In this volatile work world, we all have to keep our resumes up-to-date.
At any time, no matter how outstanding our performance review was or how much we assume our skills are needed, there can be that tap on the shoulder.
After X years with the organization or even if we were just hired two years ago, we could be without a job. Soon enough we will have to fund our health insurance ourselves. And compete with too many talented professionals for work.
That's why, no matter how comfortable and confident we might feel about our work situation, we have to make it our business to keep re-working the resume.
We wonder if we are doing the resume the way the stars in our profession currently do it?
Where can we get our hands on the preferred current templates?
Has what goes in the Summary changed since we last hunted for work?

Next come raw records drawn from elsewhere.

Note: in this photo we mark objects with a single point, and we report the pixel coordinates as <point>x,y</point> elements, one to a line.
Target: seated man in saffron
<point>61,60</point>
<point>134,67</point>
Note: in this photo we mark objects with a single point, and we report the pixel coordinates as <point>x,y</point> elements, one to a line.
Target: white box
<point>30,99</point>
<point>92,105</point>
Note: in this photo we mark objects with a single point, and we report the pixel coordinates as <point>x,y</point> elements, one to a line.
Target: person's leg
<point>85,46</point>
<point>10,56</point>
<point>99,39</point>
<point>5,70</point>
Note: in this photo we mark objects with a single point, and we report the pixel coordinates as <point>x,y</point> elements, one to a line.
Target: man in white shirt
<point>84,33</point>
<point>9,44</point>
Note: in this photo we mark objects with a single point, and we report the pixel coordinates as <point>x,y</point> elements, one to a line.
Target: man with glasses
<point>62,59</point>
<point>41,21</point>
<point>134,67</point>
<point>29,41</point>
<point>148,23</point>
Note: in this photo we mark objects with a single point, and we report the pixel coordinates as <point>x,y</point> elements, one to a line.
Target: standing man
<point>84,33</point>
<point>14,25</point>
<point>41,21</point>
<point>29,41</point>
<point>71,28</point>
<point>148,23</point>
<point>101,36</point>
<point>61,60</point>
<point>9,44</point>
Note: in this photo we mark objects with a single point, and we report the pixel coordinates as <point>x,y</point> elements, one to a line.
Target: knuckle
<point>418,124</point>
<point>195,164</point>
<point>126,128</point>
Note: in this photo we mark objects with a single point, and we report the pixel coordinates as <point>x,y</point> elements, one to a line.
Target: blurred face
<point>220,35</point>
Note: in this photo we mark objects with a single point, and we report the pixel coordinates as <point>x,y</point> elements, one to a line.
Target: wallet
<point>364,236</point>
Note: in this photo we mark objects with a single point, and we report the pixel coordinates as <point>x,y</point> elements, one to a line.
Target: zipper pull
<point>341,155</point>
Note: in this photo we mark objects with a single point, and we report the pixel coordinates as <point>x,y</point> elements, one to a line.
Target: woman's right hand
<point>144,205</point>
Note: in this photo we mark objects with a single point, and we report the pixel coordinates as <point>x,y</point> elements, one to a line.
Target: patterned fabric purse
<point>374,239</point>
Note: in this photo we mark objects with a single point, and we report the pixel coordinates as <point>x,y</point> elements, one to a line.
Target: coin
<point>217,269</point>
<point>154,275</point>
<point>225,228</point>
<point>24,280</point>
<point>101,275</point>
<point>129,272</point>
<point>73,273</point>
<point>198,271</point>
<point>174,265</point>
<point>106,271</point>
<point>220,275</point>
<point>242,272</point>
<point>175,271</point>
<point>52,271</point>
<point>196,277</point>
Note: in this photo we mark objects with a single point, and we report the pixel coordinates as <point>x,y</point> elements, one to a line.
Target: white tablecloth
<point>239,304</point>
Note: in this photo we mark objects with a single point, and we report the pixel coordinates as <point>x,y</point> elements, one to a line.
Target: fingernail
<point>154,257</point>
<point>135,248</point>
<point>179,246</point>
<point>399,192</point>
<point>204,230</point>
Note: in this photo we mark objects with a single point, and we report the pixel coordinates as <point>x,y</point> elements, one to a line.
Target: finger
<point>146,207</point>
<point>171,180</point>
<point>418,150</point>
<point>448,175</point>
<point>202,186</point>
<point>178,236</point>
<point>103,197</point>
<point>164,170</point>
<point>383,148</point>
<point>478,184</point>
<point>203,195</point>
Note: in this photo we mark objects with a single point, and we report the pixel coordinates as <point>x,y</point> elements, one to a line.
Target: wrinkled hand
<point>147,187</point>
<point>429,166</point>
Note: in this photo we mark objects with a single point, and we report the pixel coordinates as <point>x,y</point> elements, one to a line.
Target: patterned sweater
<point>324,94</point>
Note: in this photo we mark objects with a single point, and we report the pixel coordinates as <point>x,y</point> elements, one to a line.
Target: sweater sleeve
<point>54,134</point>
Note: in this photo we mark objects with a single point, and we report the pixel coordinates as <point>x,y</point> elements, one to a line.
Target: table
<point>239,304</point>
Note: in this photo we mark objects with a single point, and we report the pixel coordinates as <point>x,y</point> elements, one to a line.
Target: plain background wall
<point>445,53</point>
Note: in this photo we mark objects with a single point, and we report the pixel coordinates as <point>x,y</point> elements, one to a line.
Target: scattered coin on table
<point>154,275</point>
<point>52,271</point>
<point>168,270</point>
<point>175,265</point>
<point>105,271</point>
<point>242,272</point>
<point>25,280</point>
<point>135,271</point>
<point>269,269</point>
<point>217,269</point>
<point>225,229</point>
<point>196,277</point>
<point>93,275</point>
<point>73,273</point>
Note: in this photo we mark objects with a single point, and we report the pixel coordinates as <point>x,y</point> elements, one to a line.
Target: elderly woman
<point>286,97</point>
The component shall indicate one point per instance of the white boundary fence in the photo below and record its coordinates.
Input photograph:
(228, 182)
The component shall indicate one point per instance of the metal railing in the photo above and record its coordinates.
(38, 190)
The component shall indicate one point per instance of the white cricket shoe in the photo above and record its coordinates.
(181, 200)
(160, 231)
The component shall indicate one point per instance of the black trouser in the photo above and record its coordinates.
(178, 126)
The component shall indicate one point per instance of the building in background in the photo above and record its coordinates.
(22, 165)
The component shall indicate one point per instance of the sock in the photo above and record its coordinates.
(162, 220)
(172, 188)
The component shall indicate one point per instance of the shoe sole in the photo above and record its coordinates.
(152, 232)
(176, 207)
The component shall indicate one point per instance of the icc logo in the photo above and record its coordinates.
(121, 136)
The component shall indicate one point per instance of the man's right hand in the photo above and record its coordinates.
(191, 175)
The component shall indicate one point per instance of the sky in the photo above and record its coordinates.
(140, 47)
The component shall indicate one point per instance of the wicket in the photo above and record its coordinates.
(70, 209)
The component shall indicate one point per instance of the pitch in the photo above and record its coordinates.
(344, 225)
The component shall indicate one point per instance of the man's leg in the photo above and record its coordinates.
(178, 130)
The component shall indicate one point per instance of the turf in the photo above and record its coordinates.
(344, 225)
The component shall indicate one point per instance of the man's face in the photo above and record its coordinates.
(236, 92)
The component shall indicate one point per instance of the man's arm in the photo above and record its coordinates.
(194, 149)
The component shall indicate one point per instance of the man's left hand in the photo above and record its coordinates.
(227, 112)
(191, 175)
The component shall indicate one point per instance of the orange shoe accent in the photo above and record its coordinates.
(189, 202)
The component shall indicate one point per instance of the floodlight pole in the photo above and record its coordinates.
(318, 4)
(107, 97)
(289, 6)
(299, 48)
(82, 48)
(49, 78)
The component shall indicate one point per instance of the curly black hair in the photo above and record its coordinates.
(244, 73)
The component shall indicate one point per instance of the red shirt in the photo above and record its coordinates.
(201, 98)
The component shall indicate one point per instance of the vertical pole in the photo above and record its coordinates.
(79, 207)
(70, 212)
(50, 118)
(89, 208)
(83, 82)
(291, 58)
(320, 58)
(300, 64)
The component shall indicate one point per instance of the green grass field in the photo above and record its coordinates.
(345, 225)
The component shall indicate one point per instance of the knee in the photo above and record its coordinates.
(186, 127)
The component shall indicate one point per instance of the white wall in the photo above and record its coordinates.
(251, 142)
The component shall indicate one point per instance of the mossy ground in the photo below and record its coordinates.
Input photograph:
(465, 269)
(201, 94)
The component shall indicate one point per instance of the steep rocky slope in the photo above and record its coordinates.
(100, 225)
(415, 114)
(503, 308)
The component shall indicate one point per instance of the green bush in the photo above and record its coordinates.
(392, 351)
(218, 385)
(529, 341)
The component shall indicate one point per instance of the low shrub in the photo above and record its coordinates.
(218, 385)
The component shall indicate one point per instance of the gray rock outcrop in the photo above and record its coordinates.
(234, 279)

Should we leverage the buzzwords in our field or be more formal?
How much space should we allot for our accomplishments?
The good news is that ResumeLift.com provides answers to those questions. Free. Essentially ResumeLift.com is a multi-dimensional platform for job searchers. Through it:
We can access templates for resumes in diverse fields. They range from accounting and engineering to retail and sales. Yes, each line of work has its own kind of "rules" for how we are to present ourselves on paper.
Ask what we really need to know. Too much of the job search advice out there is 20th-century, generic and unduly optimistic.
Access research about trends in industries and career paths. Here is an example.
Create and edit our resumes online, in real time. We can think of the process as Lego Blocks for adults. We can keep reconfiguring the elements until we get it perfect, at least for the time being.
Build our cover letter, online and in real time. From the resume we can derive the elements we need for a cover letter which differentiates us from the other 300 professionals who answer a help-wanted.
And more. We can visit the website and explore how we can use this tool for our unique job search.
Way back in the 1970s, long before the hunt for good jobs became a dogfight, an amazing career guide was published. That was and still is "What Color Is Your Parachute?" Every year a new edition is on the market.
In the book, the author Richard Bolles documents that the person who is hired is not necessarily the most qualified. It's the person who is most skilled at applying for work.
We can be that "most skilled" person in 2017.